Cuando supe todo esto y lo sentí en toda su realidad, ya no pude extrañarme de que Esmeralda se me hubiese aparecido después de muerta, con aquella sonrisa y aquella mirada que encerraban en su expresión algo eterno y tan misterioso como los secretos que guarda la tumba. No; no me extrañó ya... pero, ¿dejó de inquietarme? De ningún modo, ¡pobre de mí!, tanto más, Pedro, cuanto que desde que ella ha muerto mi pasión por Berenice, grande, aislada y poderosa como el destino, volvió a abrasarme de la manera más sublime y más criminal al mismo tiempo y aun temiendo a Dios y a los castigos que acaso me están reservados todavía, empece a hallarme otra vez (y lo estoy aún como nunca) dispuesto a faltar por ella, a trueque de recobrarla en este mundo, a cuanto es en el mundo sagrado para los hombres y para Dios. ¡Pero qué tormento para mí tan insoportable, ver que se interpone de continuo, entre el espíritu de Berenice y el mío, la sombra de Esmeralda que nos mira con aquella mirada suya que me hiela de terror y hace despertar en mi alma temores y remordimientos crueles! Es que Dios quiere poner así un dedo acusador en mi llaga y despertar mi dormida conciencia. Pero él sabe que desde que Esmeralda ha muerto, ¡tanto llegué a temerla!, intenté arrepentirme... ¿De qué, sin embargo ¿De ser yo de Berenice? ¿De querer que ella sea mía? Tendría el Supremo Hacedor que destruirme y volver a formarme de otra manera, para que dejase de amarla como la amo y desearla como la deseo. Y siendo ésta en mí tendencia natural, irresistible y ajena a mi voluntad, ¿por qué soy culpable de ella? Y sin embargo... siento que no obro bien abrigando en el alma un afecto, una pasión tan exclusiva, tan ciega, tan inmensa; algo me dice que debo combatir los insaciables deseos, las aspiraciones ardientes que me rompen el corazón, que devoran la vida y parecen roerme las entrañas... que me empujan yo no sé hacia qué oscuros y tenebrosos antros, y me detienen al borde de no sé qué abismos sin fondo. Y este grito de protesta que sale de mí contra mí mismo debe ser el de la verdad. ¿Qué hacer, pues...?, pero, ¿puedo yo hacer algo, por ventura, que no sea esperarla y amarla con frenesí? Y yo sé de cierto que he de verla todavía en este mundo, y pronto... muy pronto... ¡Oh, dulce Berenice mía! Mas... empiezo a dudar en cambio si seguiremos unidos en el otro... ¡Y qué horrible temor es éste... ahora que presiento que mi muerte está próxima!

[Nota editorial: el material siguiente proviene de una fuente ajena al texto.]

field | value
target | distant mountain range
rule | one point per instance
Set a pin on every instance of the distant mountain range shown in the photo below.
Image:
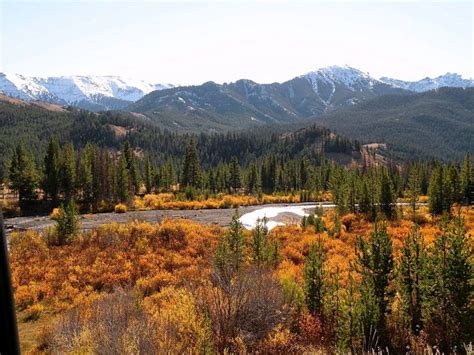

-¿Qué sabes tú de eso? -exclamó Pedro, encubriendo torpemente la inquietud que a su pesar sentía, porque aquella tarde no tan sólo llegó a parecerle su amigo un ser de los más interesantes y extraordinarios, sino que en tales momentos creía encontrar en él un no sé qué de sobrenatural que le asombraba, que le causaba miedo y estupor.

En efecto, el semblante de Luis tenía entonces algo de esa expresión vaga y azorada que se nota en el de algunos agonizantes. Su belleza había tomado como un tinte fantástico que hacía estremecer.